Child Psychologist David Carey on the smacking your child debate

david carey

Let’s tell the truth about smacking children – it hurts. Smacking or ‘corporal punishment’ translated into plain English is the act of a big person inflicting physical pain on the body of a child. No matter how much you want to deny that simple reality it comes down to that, physical pain deliberately inflicted on a child’s body. It isn’t nice to think of it that way is it?

I started this article in a deliberately provocative way, and I probably got your attention. You may already be riled up and thinking that I am an extremist of some sort or an advocate of laissez-faire parenting. You can be sure I am far from that. I know that all children need limits and boundaries, need to be taught the proper behaviour and require discipline that teaches them how to behave. That brings us to one of the big problems with smacking – it doesn’t teach anything. It stops a behaviour temporarily but does not show the child how to use a more proper behaviour. There has been a lot of research literature about smacking, and it’s helpful to review some of the findings:

1. Parents who rely on smacking tend to dramatically reduce the amount of more proper methods of correcting children’s behaviour. It reduces the amount of time being spent with children which is humane, kind, supportive and reduces parental creativity in dealing with their children.

2. We know for a fact that more socially acceptable methods, such as logical and natural consequences, are more effective in directing children’s behaviour. Children disciplined along these lines have been shown to grow to be more moral and competent in adulthood. Smacking reduces the likelihood of this outcome.

3. When smacking is used to reduce the amount of undesirable behaviours in children, the child who is smacked is highly likely to come to believe they are undesirable children. This impression lowers self-esteem and can have lifetime consequences.

4. There is no doubt now, based on massive research, that children learn by watching what adults do. They imitate the behaviour of adults, especially those closest to them and incorporate that behaviour into their life skills. That is why the child who is smacked grows so often to be an adult who smacks children. You hear it every day, “I got smacked, and it didn’t do me any harm.” Children who grow up with this knowledge will rely on physical punishment rather than logic, persuasion and the intelligent use of behavioural methods.

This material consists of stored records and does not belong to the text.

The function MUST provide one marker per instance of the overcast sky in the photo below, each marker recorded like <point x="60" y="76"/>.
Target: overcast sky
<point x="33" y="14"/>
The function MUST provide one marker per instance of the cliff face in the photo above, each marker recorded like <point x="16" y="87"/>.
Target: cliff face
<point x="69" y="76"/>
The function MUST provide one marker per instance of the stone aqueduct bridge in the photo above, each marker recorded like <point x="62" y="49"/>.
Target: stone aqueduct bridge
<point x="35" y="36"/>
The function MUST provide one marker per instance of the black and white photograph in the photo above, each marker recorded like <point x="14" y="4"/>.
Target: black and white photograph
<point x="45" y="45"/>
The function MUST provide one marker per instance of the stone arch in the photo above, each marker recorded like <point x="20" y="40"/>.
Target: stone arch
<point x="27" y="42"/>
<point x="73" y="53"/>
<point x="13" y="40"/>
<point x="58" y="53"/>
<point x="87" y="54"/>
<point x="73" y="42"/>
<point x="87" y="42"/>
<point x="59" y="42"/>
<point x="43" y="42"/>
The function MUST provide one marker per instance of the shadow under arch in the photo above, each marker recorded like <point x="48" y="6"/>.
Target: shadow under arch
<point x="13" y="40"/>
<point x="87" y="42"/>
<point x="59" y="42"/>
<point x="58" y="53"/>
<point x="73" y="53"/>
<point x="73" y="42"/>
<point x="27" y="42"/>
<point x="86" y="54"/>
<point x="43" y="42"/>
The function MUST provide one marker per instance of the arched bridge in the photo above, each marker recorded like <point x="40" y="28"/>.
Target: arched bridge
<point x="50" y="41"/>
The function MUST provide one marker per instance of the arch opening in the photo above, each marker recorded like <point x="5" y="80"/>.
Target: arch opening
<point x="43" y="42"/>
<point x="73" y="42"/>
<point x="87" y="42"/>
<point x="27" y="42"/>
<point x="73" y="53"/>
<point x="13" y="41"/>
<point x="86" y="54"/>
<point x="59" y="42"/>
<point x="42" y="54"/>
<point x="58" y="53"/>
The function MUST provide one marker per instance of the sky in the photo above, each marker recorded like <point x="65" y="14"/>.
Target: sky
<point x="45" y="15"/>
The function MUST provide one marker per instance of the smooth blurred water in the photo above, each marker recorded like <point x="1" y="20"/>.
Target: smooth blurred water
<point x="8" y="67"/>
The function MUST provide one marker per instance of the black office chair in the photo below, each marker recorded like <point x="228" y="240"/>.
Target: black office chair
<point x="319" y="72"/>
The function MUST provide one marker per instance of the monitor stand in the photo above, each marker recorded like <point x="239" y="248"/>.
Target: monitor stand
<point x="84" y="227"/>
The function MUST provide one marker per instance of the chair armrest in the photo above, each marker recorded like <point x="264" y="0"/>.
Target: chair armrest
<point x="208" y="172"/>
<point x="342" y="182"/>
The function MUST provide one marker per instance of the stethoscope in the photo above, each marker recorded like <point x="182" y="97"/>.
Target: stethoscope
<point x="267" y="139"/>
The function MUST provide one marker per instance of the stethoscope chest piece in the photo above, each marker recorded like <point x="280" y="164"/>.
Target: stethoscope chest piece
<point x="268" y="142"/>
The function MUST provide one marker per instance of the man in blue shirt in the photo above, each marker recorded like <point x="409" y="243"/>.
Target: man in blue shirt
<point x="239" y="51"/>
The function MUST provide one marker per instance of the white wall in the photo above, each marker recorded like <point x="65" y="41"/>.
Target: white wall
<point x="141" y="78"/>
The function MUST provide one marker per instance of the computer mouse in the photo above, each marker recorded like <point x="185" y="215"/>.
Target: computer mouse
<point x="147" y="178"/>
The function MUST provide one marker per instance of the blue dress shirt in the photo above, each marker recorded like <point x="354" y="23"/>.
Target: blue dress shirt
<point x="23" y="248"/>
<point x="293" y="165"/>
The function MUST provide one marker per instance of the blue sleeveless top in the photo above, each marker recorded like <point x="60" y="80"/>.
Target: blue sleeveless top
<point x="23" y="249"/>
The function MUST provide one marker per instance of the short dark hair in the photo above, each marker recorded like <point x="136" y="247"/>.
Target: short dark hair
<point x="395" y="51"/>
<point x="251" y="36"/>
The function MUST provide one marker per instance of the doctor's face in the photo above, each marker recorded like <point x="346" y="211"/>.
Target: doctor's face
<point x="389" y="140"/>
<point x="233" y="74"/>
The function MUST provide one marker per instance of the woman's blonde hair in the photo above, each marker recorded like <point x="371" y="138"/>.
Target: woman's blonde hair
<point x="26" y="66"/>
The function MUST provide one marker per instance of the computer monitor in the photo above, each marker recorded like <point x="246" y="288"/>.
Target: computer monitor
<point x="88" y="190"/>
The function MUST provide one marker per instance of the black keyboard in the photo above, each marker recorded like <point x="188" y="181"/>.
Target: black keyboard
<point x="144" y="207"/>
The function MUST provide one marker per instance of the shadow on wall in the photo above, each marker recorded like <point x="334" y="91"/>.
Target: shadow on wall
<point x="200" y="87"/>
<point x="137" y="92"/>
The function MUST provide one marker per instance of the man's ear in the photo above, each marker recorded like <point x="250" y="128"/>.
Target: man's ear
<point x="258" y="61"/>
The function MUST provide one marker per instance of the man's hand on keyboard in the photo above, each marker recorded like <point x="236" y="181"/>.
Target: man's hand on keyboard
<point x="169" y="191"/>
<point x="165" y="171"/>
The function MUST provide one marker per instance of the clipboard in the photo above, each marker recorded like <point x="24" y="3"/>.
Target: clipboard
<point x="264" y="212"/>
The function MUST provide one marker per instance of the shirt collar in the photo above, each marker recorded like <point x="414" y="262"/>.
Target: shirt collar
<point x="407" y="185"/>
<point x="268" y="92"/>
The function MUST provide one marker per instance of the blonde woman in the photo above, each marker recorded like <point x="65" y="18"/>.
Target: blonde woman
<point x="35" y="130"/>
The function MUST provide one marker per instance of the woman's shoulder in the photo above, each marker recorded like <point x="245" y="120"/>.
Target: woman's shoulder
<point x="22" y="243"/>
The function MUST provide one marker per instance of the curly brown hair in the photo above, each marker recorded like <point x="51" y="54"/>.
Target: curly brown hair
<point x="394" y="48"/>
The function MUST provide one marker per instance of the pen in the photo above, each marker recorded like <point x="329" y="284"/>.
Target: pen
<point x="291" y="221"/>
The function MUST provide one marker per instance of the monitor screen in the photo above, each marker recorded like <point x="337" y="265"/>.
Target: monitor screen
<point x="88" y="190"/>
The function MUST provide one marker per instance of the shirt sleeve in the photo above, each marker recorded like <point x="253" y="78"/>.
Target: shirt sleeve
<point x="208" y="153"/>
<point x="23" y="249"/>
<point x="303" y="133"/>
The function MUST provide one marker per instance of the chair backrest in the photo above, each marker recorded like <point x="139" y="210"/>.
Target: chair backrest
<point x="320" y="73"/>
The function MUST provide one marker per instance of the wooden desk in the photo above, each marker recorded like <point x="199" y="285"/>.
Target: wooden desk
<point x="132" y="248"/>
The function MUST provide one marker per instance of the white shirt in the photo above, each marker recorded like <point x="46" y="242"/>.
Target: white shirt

5. There is a growing body of research that effective methods of discipline in schools and other institutions requires controlling a huge number of variables including the environment itself. Without exploring all these variables, smacking will never be useful and will only create resentment, rage, hostility and a sense of powerlessness that will never reduce incidents of misbehaviour.

I could go on, but I think you get the point. Smacking is useless and harmful. There is no doubt about it, and advocates of smacking are hard-pressed to find any evidence to support its use.

David Carey has over 25 years experience in both clinical and educational settings. The author of several books, he’s also a regular contributor to the Moncrieff show on Newstalk 106-108FM and on TV3.